Güncelleme Tarihi:
Başkent Ankara’da yaz-kış demeden tam 40 yıldır ihtiyaç sahiplerinin yardımına koşan 70 yaşındaki emekli Alparslan Sezek, sayısız aileye yardım eli uzatıyor. Yıllar önce giysiye ihtiyacı olan üç üniversite öğrencisine yardım ederek bu işe adım atan Alparslan Sezek, başlangıçta sadece kendi imkânlarıyla yaptığı yardımlara, zamanla yakınları ve arkadaşlarının da katkı sunmaya başladığını, her gün çoğu evi ziyaret ederek zor durumda olana merhem olmaya çalıştıklarını söyledi.

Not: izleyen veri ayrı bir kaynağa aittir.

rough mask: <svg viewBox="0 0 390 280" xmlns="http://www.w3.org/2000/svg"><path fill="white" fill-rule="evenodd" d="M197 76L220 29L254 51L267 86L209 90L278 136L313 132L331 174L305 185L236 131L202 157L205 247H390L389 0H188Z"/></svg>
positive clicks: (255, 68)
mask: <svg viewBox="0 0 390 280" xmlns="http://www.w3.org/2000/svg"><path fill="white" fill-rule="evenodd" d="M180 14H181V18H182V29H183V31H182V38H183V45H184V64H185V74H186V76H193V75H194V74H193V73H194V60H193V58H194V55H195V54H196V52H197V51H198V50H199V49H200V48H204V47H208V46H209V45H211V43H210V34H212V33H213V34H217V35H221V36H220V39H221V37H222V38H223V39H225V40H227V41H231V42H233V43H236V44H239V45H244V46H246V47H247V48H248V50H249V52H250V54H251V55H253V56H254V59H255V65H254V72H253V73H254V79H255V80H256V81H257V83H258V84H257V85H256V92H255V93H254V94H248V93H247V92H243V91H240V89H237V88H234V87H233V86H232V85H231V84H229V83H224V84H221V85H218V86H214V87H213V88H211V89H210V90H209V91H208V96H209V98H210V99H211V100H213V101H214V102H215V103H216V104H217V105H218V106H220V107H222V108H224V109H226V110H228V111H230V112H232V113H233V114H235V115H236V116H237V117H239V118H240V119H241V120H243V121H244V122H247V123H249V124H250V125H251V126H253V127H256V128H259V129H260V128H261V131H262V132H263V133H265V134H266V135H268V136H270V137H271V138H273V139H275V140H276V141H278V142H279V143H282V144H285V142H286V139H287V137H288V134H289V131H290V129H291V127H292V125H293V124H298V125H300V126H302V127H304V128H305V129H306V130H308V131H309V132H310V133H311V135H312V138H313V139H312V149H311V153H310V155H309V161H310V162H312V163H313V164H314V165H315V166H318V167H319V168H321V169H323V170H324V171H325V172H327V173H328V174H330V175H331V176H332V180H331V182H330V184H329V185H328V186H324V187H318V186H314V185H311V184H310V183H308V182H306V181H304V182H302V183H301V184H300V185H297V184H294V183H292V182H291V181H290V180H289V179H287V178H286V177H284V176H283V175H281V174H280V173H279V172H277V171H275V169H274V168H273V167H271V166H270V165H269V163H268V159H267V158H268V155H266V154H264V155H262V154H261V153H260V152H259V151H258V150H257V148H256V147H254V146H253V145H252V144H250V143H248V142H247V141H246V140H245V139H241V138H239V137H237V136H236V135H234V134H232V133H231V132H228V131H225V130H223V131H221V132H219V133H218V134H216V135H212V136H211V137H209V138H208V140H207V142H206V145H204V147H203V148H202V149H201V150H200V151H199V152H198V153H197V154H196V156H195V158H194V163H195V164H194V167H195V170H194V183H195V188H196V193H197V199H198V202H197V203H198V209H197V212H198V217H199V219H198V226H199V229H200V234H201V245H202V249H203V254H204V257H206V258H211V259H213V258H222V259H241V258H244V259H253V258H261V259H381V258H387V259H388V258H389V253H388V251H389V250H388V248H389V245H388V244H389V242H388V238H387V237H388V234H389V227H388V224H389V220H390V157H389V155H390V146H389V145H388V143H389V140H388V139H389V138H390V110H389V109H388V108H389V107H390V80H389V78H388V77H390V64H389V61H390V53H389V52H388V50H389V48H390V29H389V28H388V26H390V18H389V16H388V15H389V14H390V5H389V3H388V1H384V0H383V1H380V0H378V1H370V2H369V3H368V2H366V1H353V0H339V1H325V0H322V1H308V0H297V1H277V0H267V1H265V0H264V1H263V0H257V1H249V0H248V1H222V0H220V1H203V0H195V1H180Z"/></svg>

Ankara Kalesi-Hisar Kasrı’nda engelli bireyleri bulunan ailelere moral-motivasyon günü düzenleyen Sezek, özetle şunları söyledi:
GÖREN DUYAN BANA ULAŞIYOR
“İçimde insanların yaşamına dokunma hissim ve isteğim hep vardı. 1980’li yıllarda gönüllü olarak insanlara yardım etmeye başladım. Özellikle engelli çocukları olan ailelere odaklanıyorum ancak normal takip ettiğimiz ailelerimiz de var. Onlara da elimizden geldiğince destek oluyoruz. Eskiden Bahçelievler’de oturuyordum. Bu yolculuğa ev sahibimin vesilesiyle başladım, onun sayesinde üç üniversite öğrencisiyle tanıştım; maddi durumları iyi değildi ve üniversitelerini bitirmek durumundalardı. 1982 yılında bu üç öğrenciye takım elbise aldım. Onlar hem içimdeki o hissin hem de yardımların başlangıç noktası oldu. O gün bugündür yardımlarıma devam ediyorum. Özellikle 2000’li yıllarda bu işi daha da hızlandırdım. Güzel bir çevre edindim. Kimse beni yalnız bırakmadı. Şu anda yardım ettiğim ailelerin sayısını bilmiyorum bile. Dört engelli okuluyla doğrudan çalışıyorum. Onların dışında bireysel olarak takip ettiğim aileler var. Beni duyan, gören insanlar bana ulaşıyor. Aileler birbirlerine haber veriyor. Her aileyi tek tek ziyaret ediyorum, gerçekten ihtiyaçları olup olmadığını tespit edip ona göre yardımda bulunuyorum.
BİR ÇAĞRIMIZ VAR
Okumak isteyen çocuklarımız var ama maddi imkânsızlıklar nedeniyle güçlük yaşıyorlar. Bazı ailelerin ise neredeyse hiç ev eşyası yok. Önceliğimiz, okumak isteyen çocuklara destek olmak. Sonra da ev eşyası olmayan ailelere yardım etmeye çalışıyoruz. Gönüllü arkadaşlarımız var; öğretmenler, fizyoterapistler ve birçok meslek grubundan dostlarımız bize eşlik ediyor. Hatta birlikte aileleri ziyaret ediyoruz. Gidip gören herkes çok duygulanıyor, ‘Eksiklerimizi fark ettik’ diyorlar. Yaptığımız etkinliklerde herkesin katkısı var; bu sadece bir kişinin işi değil. Engelli ailelerimiz için Ankara Kalesi-Hisar Kasrı’nda bir etkinlik düzenledik. Yaklaşık 7-8 yıldır engelli ailelerimizi bir araya getiriyoruz. Müzikli sabah kahvaltıları ve eğlencelerle onları mutlu etmeye çalışıyoruz. Amacımız moral vermek. Bu ailelerin özellikle morale çok ihtiyacı var. Toplumdan soyutlanıyorlar, kendilerini dış dünyaya kapatıyorlar. Bize ‘Ayda bir kere de olsa buraya gelmek, biraz olsun rahatlamak çok iyi geliyor’ diyorlar. Onlarla olmaktan ötürü mutluyuz. Aile ve Sosyal Hizmetler Bakanımıza da bir çağrımız var. Gerçekleştirdiğimiz etkinliklere katılmasını ve bu ortamı yakından görmesini çok isteriz."